Other artists in the portfolio include: Ross Bleckner, Chuck Close, Ralph Gibson, April Gornik, Sally Mann, Vik Muniz, Lou Reed, Andres Serrano, and Bill Viola.


Laurie Simmons was born in Long Island, NY. She received a BFA from Tyler School of Art (1971). Upon returning to New York, her depictions of feminine, suburban superficiality placed her at the forefront of a generation of predominantly women artists who used photography to shift the dialogue in contemporary art towards feminism, commodification, and mass-production. Simmons is considered, alongside artists like Barbara Kruger, David Salle, and Sherrie Levine, as a seminal figure of The Pictures Generation—a loose collective of artists whose work criticized pop culture and mass media. She was featured in The Pictures Generation, 1974 — 1984 exhibition at Metropolitan Museum of Art in 2009.

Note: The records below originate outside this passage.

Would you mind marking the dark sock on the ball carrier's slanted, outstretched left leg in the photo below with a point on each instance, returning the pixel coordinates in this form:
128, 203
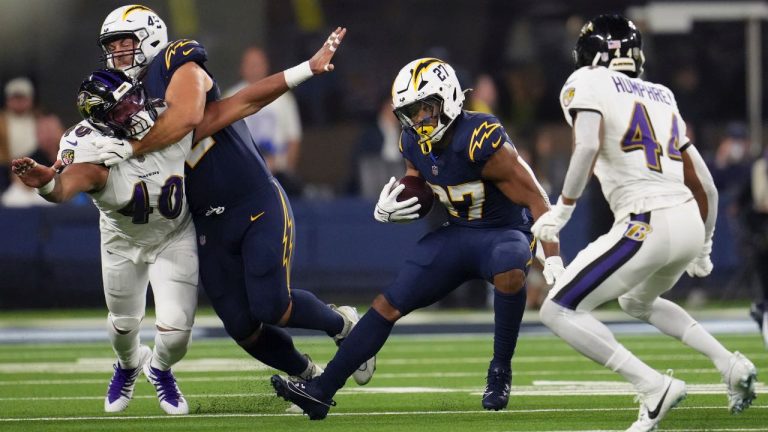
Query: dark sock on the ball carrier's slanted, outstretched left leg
364, 342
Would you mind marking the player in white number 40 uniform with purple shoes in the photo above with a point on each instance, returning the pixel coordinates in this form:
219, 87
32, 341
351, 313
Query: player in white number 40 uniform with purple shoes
147, 233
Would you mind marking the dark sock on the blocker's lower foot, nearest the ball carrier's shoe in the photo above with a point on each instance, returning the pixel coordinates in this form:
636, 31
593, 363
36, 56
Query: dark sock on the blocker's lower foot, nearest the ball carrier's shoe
275, 348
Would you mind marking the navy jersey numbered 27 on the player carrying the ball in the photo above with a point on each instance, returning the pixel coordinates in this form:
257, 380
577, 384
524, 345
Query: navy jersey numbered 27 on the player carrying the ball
455, 175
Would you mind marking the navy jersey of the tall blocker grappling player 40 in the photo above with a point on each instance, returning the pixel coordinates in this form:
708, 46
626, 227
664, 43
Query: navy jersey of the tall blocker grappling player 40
225, 168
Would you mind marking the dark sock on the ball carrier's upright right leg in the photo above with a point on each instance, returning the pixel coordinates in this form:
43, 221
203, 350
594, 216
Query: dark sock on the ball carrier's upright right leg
508, 311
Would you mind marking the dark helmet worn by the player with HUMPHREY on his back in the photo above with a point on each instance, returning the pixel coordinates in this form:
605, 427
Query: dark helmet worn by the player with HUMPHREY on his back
612, 41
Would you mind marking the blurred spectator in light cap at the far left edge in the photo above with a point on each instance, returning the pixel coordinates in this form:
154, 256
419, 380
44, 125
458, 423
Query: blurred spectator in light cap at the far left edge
17, 125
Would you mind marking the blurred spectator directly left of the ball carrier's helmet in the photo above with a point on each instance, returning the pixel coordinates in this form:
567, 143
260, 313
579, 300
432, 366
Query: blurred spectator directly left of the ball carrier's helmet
376, 157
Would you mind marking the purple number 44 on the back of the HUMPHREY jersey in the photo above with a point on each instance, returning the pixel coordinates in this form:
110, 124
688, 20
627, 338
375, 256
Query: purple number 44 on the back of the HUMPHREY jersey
641, 136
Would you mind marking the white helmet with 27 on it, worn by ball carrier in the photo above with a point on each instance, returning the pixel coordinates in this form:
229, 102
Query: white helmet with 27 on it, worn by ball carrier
427, 83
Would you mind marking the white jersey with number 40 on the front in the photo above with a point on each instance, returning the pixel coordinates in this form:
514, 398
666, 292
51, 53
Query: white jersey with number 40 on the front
142, 205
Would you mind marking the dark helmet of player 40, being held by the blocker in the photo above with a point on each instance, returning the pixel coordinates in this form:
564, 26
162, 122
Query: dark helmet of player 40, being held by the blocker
115, 104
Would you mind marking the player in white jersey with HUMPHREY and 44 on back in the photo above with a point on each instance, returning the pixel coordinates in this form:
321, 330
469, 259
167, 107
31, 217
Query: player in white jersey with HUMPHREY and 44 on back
664, 202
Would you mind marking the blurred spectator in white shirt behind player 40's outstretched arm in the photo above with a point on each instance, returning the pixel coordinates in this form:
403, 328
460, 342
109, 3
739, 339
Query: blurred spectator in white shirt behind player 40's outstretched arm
276, 129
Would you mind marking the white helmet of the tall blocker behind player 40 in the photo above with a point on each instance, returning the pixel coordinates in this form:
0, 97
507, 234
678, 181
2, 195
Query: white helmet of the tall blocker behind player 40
140, 23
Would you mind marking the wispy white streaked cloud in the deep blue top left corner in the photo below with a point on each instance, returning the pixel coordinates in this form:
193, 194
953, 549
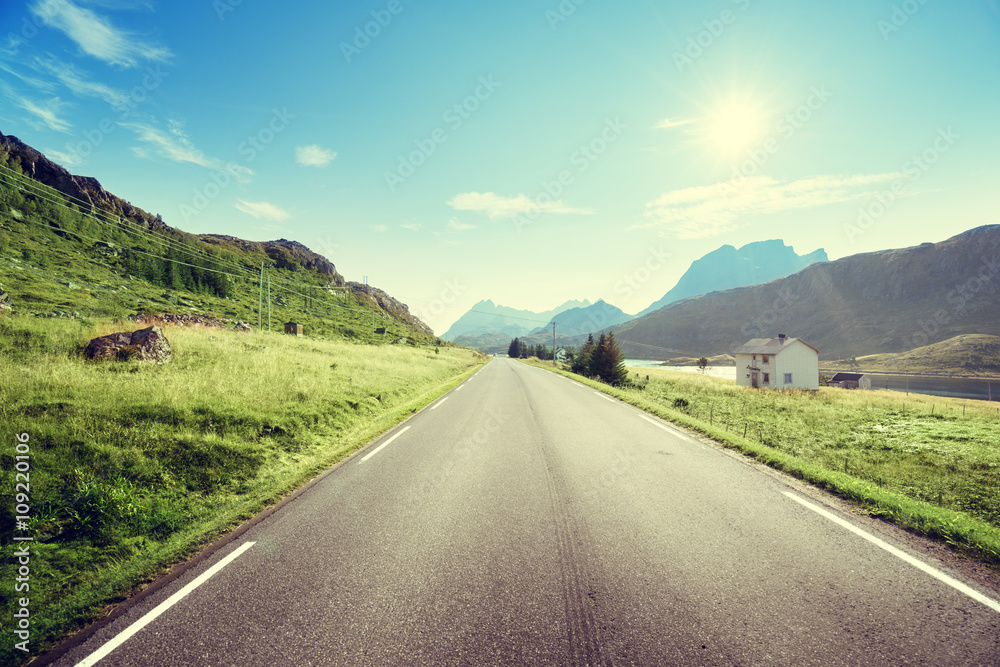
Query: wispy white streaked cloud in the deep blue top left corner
96, 36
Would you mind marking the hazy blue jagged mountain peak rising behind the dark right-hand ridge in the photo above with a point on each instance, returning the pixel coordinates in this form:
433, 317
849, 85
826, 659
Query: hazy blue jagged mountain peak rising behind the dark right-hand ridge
729, 267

Simmons was a recipient of the National Endowment for the Arts Grant in 1984 and a Guggenheim Fellowship in 1997. Her diverse body of work includes fashion (including collaborations with designers Thakoon Panichgul in 2008 and Peter Jensen in 2009) and two additional films—Tiny Furniture (2010) and My Art (2016). In 2018-2019 her retrospective, Big Camera/Little Camera, was shown at the Modern Art Museum, Fort Worth TX, and the Museum of Contemporary Art, Chicago, IL. Simmons’s work is part of permanent collections across the world, including: Metropolitan Museum of Art, NY; Museum of Modern Art, NY; Museum of Contemporary Art, Los Angeles, CA; Hara Museum, Tokyo; and Stedelijk Museum, Amsterdam; and others.